The ABAA recently held their annual west coast fair in Pasadena and now we know why. Book collectors are a highly intelligent and moral group of people, and Pasadena is just the place for people like this. Item 17 is a promotional booklet for Pasadena California put out by the Pasadena Board of Trade in 1900. It describes the city's climate, history, accessibility to transportation and more details about the city, including several images. A small map is included. The city officials brag that Pasadena “was founded by an intelligent class of people and during the whole period of its history it has continued to draw unto itself residents of like character, until now it is distinguished as a city wherein the standard of intellectuality, refinement, morality, thrift, enterprise and similar qualities is exceptionally high.” $225.

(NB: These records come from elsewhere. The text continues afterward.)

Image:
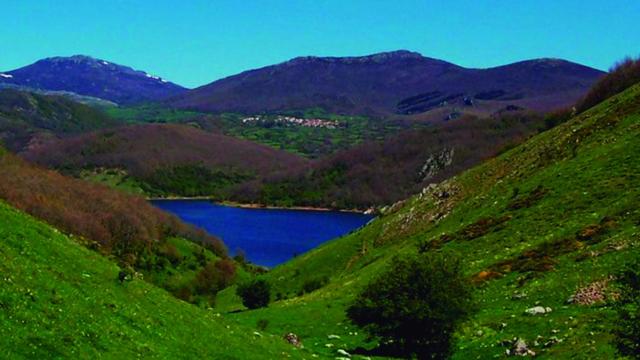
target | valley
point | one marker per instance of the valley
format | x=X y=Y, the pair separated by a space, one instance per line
x=390 y=205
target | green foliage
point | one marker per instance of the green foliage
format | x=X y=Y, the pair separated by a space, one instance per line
x=627 y=330
x=255 y=293
x=570 y=195
x=622 y=76
x=312 y=285
x=61 y=300
x=262 y=324
x=192 y=180
x=416 y=305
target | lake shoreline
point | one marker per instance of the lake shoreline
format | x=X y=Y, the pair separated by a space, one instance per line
x=255 y=205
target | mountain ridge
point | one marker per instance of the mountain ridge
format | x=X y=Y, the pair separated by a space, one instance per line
x=86 y=75
x=381 y=84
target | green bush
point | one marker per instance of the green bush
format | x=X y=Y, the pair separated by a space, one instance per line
x=314 y=284
x=415 y=306
x=255 y=294
x=627 y=332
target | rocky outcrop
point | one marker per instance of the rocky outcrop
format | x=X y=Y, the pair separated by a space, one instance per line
x=435 y=163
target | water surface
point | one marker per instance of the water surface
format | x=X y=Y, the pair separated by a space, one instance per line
x=267 y=236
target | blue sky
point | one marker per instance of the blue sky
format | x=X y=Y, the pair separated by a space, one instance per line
x=195 y=42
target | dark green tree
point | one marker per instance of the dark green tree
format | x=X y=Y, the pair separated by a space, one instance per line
x=416 y=305
x=255 y=294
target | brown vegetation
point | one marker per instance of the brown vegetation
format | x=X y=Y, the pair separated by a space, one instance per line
x=119 y=224
x=621 y=76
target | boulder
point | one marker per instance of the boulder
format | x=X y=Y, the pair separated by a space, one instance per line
x=538 y=310
x=293 y=339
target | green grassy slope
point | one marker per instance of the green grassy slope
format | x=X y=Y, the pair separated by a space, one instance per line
x=60 y=300
x=532 y=226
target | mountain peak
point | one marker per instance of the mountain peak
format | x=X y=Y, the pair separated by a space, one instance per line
x=372 y=58
x=89 y=76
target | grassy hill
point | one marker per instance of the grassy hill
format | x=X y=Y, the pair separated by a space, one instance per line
x=383 y=172
x=60 y=300
x=540 y=223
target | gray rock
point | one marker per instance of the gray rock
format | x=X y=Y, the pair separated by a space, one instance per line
x=538 y=310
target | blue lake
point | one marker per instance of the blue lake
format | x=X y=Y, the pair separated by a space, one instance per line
x=267 y=236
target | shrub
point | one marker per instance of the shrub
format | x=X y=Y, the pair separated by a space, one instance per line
x=416 y=305
x=314 y=284
x=622 y=76
x=627 y=332
x=255 y=294
x=215 y=277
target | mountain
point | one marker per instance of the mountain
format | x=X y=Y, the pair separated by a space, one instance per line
x=61 y=300
x=167 y=159
x=374 y=174
x=88 y=76
x=26 y=118
x=548 y=223
x=393 y=83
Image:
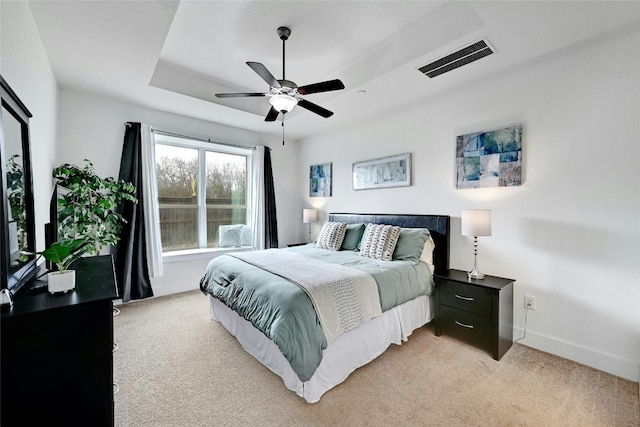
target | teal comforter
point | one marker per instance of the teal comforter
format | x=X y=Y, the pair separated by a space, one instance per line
x=284 y=312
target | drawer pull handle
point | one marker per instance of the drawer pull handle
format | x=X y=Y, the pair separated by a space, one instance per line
x=463 y=325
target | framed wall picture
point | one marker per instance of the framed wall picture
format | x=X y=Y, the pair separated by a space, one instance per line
x=320 y=180
x=489 y=158
x=393 y=171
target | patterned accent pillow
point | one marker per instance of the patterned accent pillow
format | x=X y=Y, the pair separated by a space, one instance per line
x=331 y=235
x=379 y=241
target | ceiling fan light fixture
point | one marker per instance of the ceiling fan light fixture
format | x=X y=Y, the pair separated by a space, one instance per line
x=283 y=103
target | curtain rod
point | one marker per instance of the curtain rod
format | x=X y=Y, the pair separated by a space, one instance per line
x=167 y=133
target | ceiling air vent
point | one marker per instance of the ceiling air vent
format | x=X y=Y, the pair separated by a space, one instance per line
x=457 y=59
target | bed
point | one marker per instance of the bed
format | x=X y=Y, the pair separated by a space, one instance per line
x=314 y=349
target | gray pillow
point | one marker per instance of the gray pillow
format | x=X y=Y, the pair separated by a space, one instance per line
x=410 y=244
x=352 y=237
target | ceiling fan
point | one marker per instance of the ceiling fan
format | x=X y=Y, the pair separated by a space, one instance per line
x=284 y=94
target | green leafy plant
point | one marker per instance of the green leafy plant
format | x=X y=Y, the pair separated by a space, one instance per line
x=88 y=205
x=15 y=196
x=64 y=252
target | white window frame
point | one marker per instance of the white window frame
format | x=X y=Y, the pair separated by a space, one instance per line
x=202 y=147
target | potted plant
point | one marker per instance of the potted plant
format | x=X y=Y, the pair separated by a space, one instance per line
x=88 y=205
x=63 y=253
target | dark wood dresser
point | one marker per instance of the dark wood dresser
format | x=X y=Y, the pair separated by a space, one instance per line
x=57 y=352
x=479 y=312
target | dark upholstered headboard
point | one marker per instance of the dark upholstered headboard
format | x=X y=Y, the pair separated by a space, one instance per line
x=438 y=225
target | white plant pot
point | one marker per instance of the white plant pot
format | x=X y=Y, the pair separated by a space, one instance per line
x=61 y=282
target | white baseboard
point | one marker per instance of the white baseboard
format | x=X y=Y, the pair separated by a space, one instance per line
x=623 y=368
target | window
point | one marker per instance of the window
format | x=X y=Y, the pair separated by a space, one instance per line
x=201 y=186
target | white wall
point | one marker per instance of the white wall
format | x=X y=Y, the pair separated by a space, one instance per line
x=92 y=127
x=25 y=66
x=570 y=234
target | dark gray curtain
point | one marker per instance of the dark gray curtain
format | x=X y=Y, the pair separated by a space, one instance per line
x=270 y=221
x=130 y=253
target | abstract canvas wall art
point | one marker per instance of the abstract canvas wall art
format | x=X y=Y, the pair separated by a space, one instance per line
x=489 y=158
x=394 y=171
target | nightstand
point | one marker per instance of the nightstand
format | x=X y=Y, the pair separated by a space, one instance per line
x=479 y=312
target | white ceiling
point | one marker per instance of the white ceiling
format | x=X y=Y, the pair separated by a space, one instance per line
x=174 y=55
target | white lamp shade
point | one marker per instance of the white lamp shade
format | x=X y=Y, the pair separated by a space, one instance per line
x=476 y=222
x=309 y=216
x=283 y=102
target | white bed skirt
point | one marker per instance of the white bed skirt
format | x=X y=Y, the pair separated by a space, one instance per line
x=350 y=351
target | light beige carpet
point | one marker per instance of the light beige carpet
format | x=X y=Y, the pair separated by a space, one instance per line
x=176 y=367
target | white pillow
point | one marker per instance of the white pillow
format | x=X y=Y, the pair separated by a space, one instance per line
x=331 y=235
x=427 y=253
x=379 y=241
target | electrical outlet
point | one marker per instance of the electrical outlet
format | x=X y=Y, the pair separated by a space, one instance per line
x=529 y=302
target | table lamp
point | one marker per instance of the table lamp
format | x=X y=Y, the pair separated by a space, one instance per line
x=309 y=216
x=476 y=222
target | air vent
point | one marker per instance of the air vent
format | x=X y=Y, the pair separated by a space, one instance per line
x=457 y=59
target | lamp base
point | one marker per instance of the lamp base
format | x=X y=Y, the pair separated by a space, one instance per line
x=475 y=275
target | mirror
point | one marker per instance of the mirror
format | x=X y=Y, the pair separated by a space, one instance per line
x=18 y=224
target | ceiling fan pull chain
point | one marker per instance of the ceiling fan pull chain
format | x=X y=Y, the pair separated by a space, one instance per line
x=283 y=128
x=283 y=75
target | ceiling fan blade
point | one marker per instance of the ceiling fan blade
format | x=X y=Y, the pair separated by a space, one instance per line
x=321 y=87
x=237 y=95
x=262 y=71
x=315 y=108
x=272 y=115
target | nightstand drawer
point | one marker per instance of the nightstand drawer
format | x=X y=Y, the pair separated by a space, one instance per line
x=469 y=327
x=474 y=299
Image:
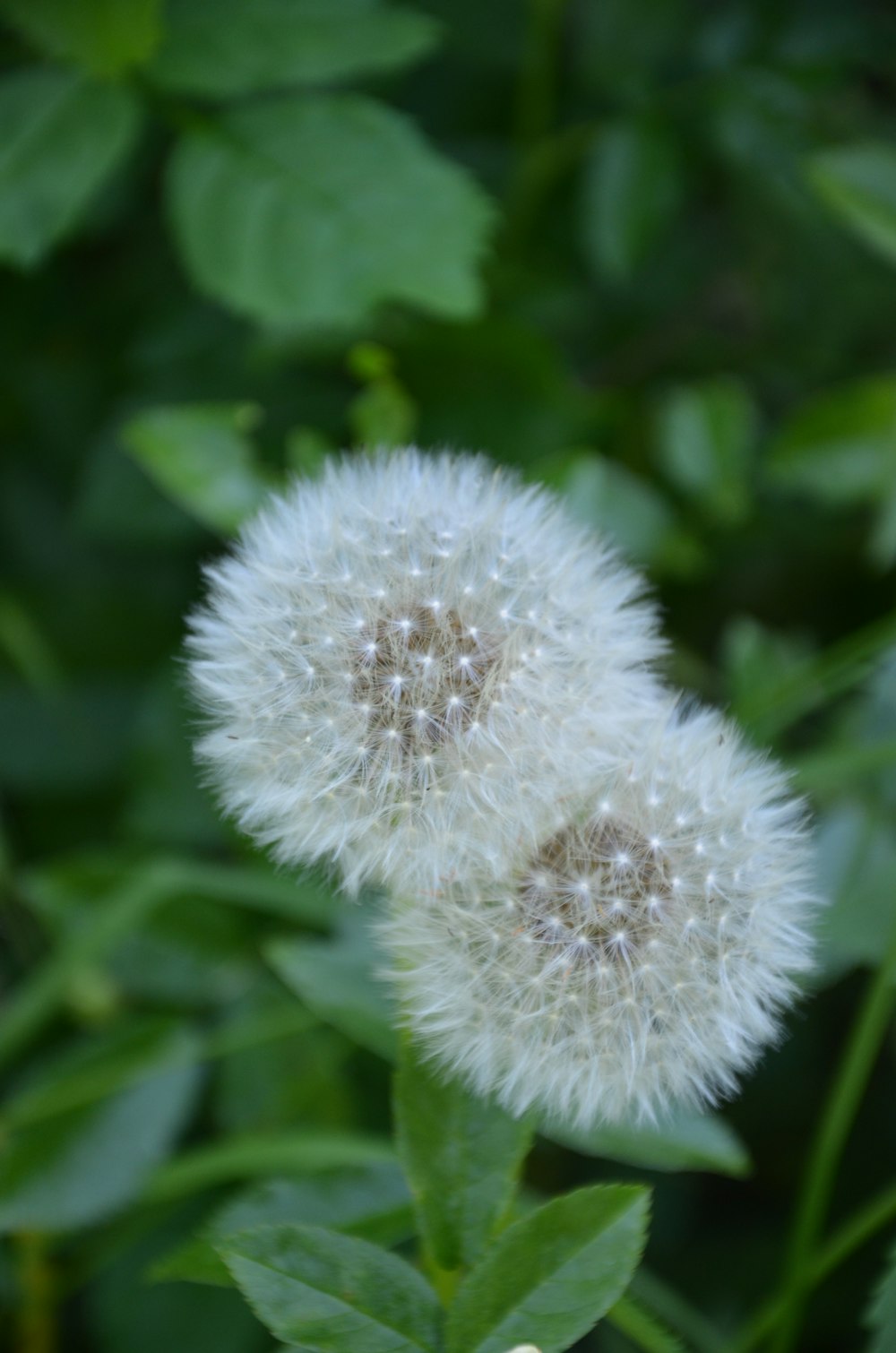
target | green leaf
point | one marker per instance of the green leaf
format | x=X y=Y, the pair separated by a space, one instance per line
x=337 y=981
x=329 y=1292
x=201 y=456
x=642 y=1328
x=858 y=185
x=630 y=194
x=102 y=36
x=840 y=448
x=312 y=211
x=370 y=1202
x=99 y=1069
x=233 y=47
x=857 y=864
x=262 y=1154
x=882 y=1314
x=85 y=1164
x=61 y=140
x=628 y=509
x=550 y=1278
x=461 y=1157
x=705 y=437
x=688 y=1141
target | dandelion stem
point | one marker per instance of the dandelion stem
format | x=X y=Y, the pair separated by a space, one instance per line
x=838 y=1118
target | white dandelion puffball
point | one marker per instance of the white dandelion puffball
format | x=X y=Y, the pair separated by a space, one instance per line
x=395 y=658
x=639 y=957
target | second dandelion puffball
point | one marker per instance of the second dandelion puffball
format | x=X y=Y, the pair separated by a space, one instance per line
x=639 y=955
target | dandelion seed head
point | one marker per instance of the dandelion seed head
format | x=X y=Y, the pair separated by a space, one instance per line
x=657 y=986
x=394 y=659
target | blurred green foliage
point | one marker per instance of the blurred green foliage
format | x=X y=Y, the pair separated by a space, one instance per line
x=641 y=249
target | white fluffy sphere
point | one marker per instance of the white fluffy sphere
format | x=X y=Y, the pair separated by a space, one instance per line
x=394 y=662
x=639 y=955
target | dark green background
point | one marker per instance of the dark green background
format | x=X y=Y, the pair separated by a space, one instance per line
x=670 y=297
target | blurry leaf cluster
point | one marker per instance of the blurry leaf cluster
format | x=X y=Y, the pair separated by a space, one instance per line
x=642 y=251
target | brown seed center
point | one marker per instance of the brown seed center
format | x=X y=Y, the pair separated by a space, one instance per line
x=596 y=891
x=420 y=676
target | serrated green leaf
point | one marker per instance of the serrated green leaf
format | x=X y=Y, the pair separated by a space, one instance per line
x=688 y=1141
x=880 y=1315
x=548 y=1279
x=264 y=1154
x=331 y=1292
x=461 y=1157
x=85 y=1164
x=312 y=211
x=705 y=437
x=630 y=194
x=370 y=1202
x=63 y=137
x=233 y=47
x=202 y=458
x=858 y=185
x=337 y=981
x=102 y=36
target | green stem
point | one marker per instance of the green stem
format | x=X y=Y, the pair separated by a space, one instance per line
x=37 y=1331
x=538 y=76
x=676 y=1311
x=840 y=1114
x=854 y=1233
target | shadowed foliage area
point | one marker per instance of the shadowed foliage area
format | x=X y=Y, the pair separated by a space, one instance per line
x=639 y=251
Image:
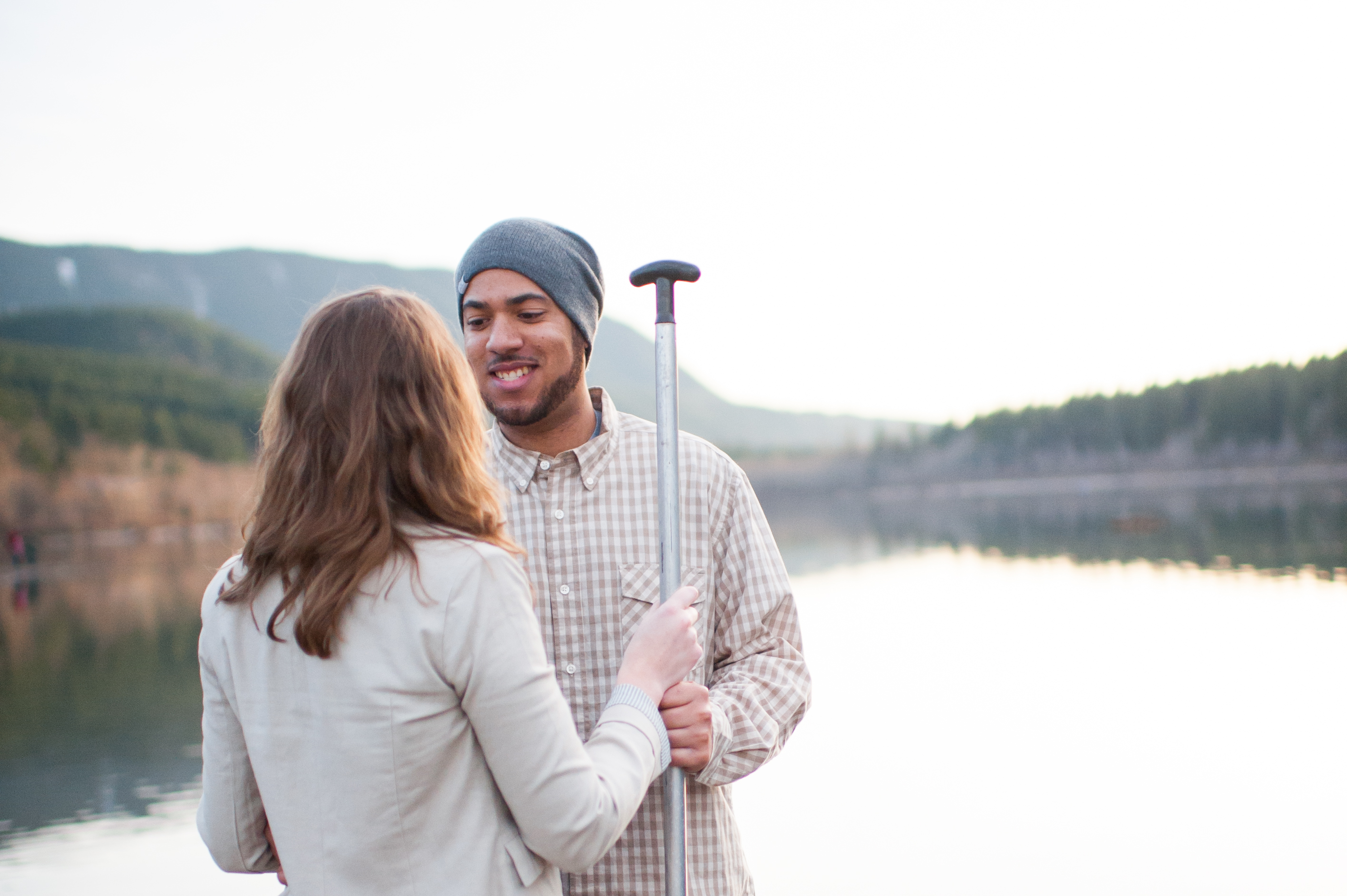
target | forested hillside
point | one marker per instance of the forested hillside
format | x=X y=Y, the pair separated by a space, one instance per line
x=1270 y=414
x=166 y=335
x=264 y=297
x=172 y=382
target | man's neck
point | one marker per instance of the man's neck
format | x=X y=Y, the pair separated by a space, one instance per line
x=567 y=428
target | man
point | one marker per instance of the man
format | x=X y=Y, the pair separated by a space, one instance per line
x=581 y=486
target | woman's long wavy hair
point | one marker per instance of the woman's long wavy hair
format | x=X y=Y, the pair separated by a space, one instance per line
x=373 y=421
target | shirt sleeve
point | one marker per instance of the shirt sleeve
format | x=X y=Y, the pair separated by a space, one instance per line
x=231 y=817
x=760 y=685
x=570 y=799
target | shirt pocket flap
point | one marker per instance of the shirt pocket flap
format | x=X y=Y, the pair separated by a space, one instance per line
x=642 y=581
x=527 y=866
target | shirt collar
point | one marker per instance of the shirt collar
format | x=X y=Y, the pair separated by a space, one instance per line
x=519 y=467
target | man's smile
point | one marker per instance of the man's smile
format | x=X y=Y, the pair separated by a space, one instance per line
x=512 y=375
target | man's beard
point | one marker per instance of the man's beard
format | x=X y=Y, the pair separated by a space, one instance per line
x=551 y=398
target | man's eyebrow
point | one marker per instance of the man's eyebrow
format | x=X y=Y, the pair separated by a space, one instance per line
x=515 y=300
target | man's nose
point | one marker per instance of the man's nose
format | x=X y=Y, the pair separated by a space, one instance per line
x=504 y=339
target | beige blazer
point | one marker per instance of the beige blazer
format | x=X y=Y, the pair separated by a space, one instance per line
x=431 y=754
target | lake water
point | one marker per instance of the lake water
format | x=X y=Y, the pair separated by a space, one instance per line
x=982 y=724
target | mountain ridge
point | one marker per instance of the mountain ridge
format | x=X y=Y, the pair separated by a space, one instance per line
x=263 y=295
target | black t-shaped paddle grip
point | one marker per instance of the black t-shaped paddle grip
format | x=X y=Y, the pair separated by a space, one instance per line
x=663 y=275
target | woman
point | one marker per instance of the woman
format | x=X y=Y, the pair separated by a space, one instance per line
x=376 y=689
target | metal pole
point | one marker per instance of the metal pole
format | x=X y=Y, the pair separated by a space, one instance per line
x=663 y=275
x=666 y=426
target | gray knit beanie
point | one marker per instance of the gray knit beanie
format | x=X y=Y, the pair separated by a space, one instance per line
x=553 y=258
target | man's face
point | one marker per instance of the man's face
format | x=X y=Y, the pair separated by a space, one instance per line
x=526 y=352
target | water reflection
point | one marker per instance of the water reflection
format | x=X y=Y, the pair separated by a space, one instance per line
x=100 y=702
x=1269 y=528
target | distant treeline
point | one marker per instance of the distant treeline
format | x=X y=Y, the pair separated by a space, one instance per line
x=166 y=335
x=159 y=378
x=1265 y=405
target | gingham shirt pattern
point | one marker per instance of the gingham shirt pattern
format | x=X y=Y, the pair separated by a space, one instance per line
x=589 y=520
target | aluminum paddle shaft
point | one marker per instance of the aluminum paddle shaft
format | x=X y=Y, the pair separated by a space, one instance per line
x=664 y=275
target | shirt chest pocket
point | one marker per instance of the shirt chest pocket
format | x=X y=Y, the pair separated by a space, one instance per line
x=642 y=592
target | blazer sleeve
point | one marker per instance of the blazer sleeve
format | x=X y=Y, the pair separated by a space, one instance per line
x=231 y=817
x=570 y=799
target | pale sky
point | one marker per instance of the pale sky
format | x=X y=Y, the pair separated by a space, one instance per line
x=919 y=211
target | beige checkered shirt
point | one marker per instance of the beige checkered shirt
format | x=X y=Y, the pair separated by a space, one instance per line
x=590 y=525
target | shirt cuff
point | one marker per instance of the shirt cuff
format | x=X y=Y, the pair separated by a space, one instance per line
x=721 y=741
x=640 y=701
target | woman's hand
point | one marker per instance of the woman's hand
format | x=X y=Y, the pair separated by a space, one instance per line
x=664 y=647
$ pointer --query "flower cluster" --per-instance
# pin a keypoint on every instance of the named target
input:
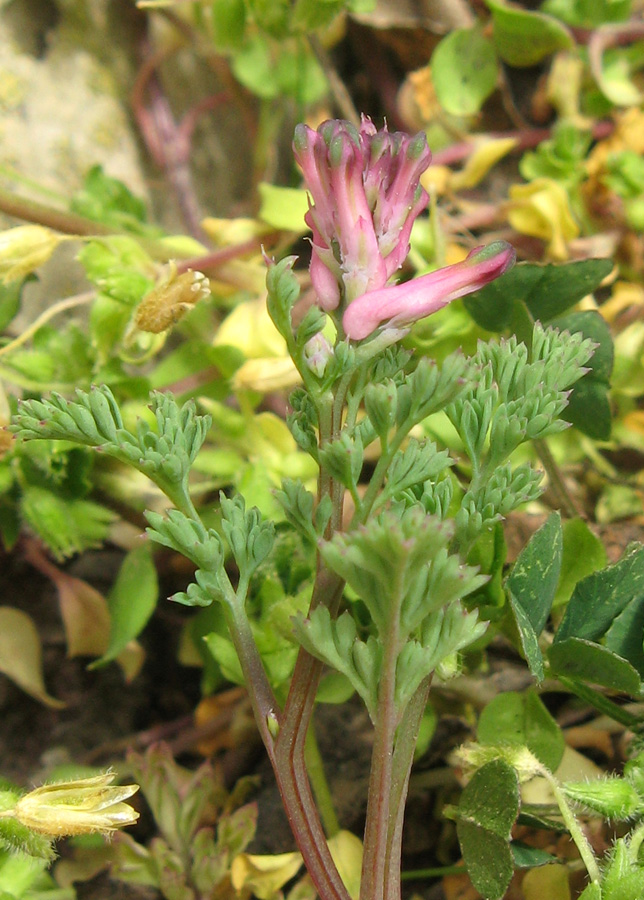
(365, 194)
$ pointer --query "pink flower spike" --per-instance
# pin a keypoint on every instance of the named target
(402, 304)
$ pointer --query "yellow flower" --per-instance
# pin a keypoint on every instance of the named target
(542, 209)
(170, 298)
(82, 806)
(24, 248)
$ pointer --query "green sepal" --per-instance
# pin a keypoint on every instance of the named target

Ansel Adams is noted for his spectacular photographs of scenery, particularly in California. This book also contains photographs of scenes from California, but it is otherwise nothing like Adams' other works. These photographs were taken at the Manzanar Japanese internment camp during World War II. It is in effect a photographic essay on humanity, democracy, decency, and the values Americans normally hold dear, though occasionally losing their way. The title is Born Free and Equal, published in 1944. Adams photographed the loyal Japanese-American citizens going about their lives under the deprived conditions of the camp. He left it to viewers to reach their own conclusions, but the inescapable message is that these interred ethnically Japanese Americans were no different from the rest of us. This copy has been inscribed by the Director of Manzanar to his children. Ralph Merritt was sympathetic to the Japanese held under his authority and was relatively popular with the internees based on his previous connections with the community as president of the Rice Growers Association. It was Merritt who invited his friend and fellow member of the Sierra Club, Ansel Adams, to photograph for the most part freely at the camp. Merritt writes, “To Cle and Pete to remember our days together in Manzanar when we and a lot of other folks worked together [so] that those described in this book might with us, have their opportunity for freedom & equality in America. With appreciation and affection Dad.” Adams dedicated the book to Merritt. Item 24. $1,250.